Classical-Quantum state : $$ \begin{aligned} \rho^{A B} & =\sum_{x, y} p(x, y)|x\rangle\langle x| \otimes \pi_y \\ &\equiv \rho^{A B}=\sum_x p(x)|x\rangle\langle x| \otimes \rho_x^B \end{aligned} $$ with $p(x)=\sum_y p(x, y)$ and $\rho_x^B=\frac{1}{p(x)} \sum_y p(x, y) \pi_y$
Let the spectral decomposition of $\rho_x^B$ be: $$ \rho_x^B=\sum_{y \in \mathcal{Y}} p_{Y \mid X}(y \mid x) \left|y_x\right\rangle\left\langle\left. y_x\right|_B\right. $$ where $\left\{\left|y_x\right\rangle\right\}$ forms orthonormal basis for $B$.
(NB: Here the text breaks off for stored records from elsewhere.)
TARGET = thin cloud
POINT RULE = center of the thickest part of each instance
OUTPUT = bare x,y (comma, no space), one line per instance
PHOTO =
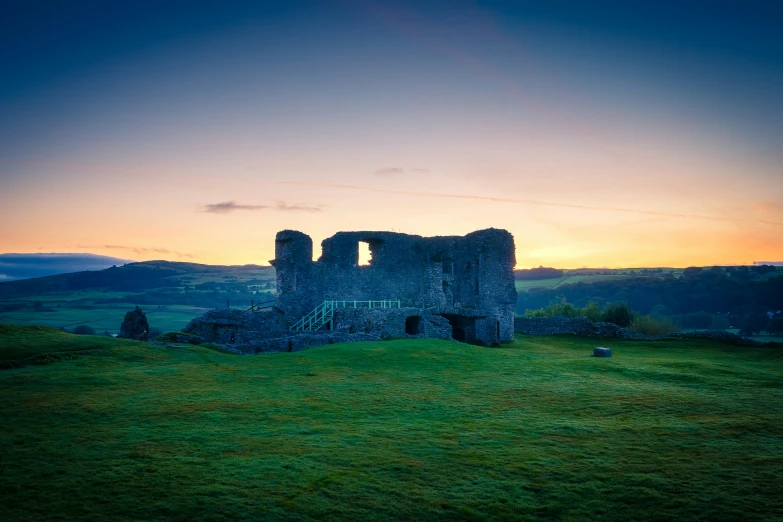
285,207
525,202
139,250
226,207
393,171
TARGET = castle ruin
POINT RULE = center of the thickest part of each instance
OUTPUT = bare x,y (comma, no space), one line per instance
447,287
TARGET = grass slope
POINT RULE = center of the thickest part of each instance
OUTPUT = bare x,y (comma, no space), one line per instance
417,429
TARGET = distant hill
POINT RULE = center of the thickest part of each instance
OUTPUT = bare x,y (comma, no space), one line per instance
135,277
14,267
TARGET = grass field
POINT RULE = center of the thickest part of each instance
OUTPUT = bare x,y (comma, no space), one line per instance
105,317
525,285
417,429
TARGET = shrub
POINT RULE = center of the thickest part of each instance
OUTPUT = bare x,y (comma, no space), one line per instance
592,311
719,322
651,325
775,325
619,314
700,320
83,329
556,308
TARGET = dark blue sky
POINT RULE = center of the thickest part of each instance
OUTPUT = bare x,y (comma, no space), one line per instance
671,108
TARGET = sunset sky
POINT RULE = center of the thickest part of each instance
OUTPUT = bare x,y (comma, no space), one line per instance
597,133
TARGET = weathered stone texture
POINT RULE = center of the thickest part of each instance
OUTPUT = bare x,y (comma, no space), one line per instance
452,287
585,327
467,280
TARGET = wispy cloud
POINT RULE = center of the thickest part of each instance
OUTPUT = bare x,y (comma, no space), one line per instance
139,250
227,207
393,171
285,207
526,202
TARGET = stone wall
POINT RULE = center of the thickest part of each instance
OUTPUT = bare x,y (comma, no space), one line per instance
585,327
467,280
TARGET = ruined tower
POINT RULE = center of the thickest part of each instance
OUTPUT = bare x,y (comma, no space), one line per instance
467,281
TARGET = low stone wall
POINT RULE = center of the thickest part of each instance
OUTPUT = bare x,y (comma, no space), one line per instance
571,326
585,327
391,322
719,335
553,325
298,341
244,332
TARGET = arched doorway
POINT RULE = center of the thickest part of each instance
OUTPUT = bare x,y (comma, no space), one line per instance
413,325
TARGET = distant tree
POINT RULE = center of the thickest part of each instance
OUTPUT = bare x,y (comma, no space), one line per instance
592,311
753,323
700,320
775,325
538,273
661,311
83,329
620,314
135,325
719,322
651,325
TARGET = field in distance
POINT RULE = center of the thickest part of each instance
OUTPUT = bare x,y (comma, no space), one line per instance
414,429
170,293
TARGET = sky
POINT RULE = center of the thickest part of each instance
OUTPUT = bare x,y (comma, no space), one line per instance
601,134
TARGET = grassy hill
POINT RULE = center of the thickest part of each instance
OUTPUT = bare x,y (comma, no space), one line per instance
170,293
419,429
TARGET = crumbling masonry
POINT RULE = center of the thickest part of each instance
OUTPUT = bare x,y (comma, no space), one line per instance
449,287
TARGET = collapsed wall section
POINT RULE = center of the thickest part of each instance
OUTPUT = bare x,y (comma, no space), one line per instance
466,280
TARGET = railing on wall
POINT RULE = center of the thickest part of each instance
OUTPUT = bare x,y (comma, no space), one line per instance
324,313
257,307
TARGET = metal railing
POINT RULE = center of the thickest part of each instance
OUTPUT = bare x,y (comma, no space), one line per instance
257,307
324,312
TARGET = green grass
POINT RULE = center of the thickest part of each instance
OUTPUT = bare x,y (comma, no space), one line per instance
414,429
523,286
104,317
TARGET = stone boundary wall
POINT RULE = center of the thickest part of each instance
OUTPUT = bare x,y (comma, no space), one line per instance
585,327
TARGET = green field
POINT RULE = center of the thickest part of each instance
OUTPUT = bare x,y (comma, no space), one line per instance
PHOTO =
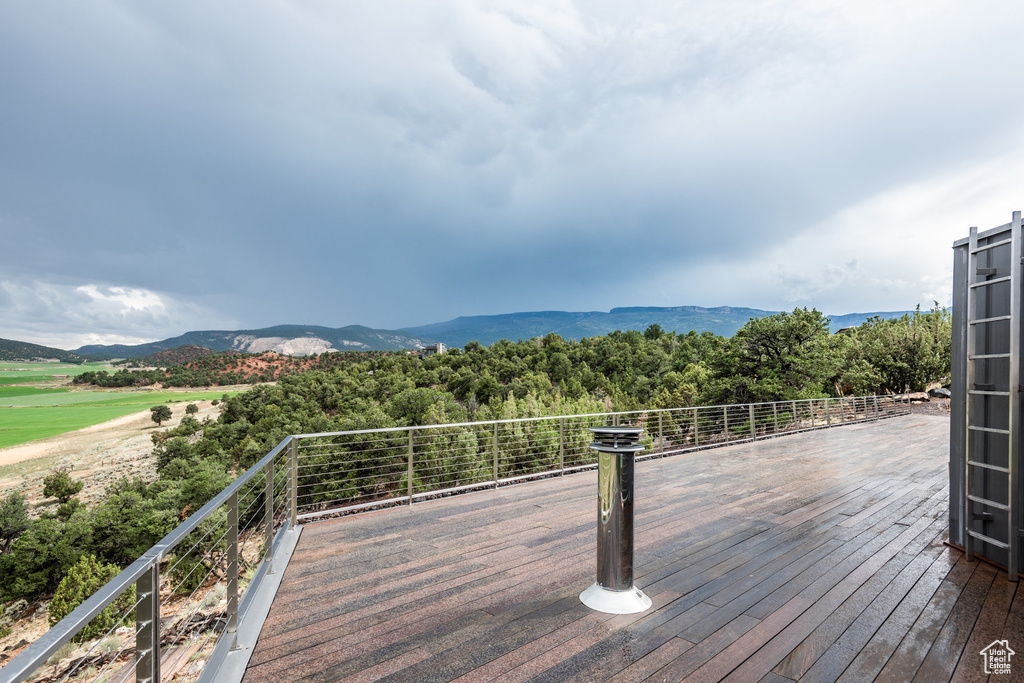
28,413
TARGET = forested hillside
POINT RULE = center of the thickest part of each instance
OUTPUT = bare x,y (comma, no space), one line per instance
777,357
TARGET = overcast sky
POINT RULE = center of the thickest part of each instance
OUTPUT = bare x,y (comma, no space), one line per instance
167,167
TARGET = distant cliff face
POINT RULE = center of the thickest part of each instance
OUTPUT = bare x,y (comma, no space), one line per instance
288,340
306,340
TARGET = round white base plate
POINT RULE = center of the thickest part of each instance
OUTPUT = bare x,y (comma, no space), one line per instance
615,602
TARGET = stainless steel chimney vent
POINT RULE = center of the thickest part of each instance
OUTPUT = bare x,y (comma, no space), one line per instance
613,593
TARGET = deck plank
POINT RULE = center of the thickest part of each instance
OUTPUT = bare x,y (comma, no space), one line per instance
812,557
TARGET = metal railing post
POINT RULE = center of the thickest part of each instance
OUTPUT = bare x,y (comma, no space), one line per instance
293,477
147,626
268,519
232,569
660,433
561,444
409,474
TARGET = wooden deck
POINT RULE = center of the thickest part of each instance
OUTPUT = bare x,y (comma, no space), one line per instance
812,557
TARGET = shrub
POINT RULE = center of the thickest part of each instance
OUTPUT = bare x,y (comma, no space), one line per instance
84,579
58,484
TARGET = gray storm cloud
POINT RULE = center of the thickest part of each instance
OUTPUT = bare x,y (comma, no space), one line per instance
329,163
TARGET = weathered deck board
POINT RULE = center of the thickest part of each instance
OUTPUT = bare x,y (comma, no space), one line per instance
811,557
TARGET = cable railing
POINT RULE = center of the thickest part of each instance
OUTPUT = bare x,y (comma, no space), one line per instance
190,607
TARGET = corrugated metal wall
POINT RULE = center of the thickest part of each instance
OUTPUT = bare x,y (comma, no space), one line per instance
988,411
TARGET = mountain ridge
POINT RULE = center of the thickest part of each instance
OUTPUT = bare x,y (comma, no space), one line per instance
309,339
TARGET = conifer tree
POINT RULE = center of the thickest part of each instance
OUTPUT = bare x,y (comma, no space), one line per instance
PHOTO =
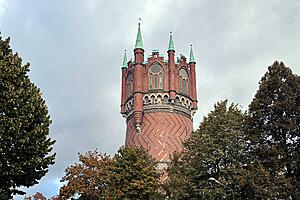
24,126
274,122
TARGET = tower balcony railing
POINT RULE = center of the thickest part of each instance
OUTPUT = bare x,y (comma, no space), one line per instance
160,102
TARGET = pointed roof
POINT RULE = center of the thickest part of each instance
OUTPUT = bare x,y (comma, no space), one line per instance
192,58
139,41
125,60
171,44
$$ \begin{aligned} \Rightarrow \rho^{A B} & =\sum_x p_X(x)|x\rangle\left\langle x\right|_A \otimes \sum_y p_{Y \mid X}(y \mid x) \mid y_x\rangle\left\langle y_x\right|_B \\ & =\sum_x \sum_y p_X(x) p_{Y \mid X}(y \mid x)|x\rangle\left\langle x\right|_A \otimes \mid y_x\rangle\left\langle y_x\right|_B \end{aligned} $$ $$ =\sum_x \sum_y p_{X, Y}(x, y)|x\rangle\left\langle\left. x\right|_A \otimes \mid y_x\right\rangle\left\langle y_x\right|_B \tag2 $$
Question: From equation 1 and 2, we see $\rho$ and $\tilde \rho$ have similar form, expressed in terms of orhtonormal basis of both systems. I would be greateful if someone properly explain (in detail) the difference between Classical-Quantum states and States that are completely classical, possibly in terms of the expresssions of $\rho$ and $\tilde \rho$.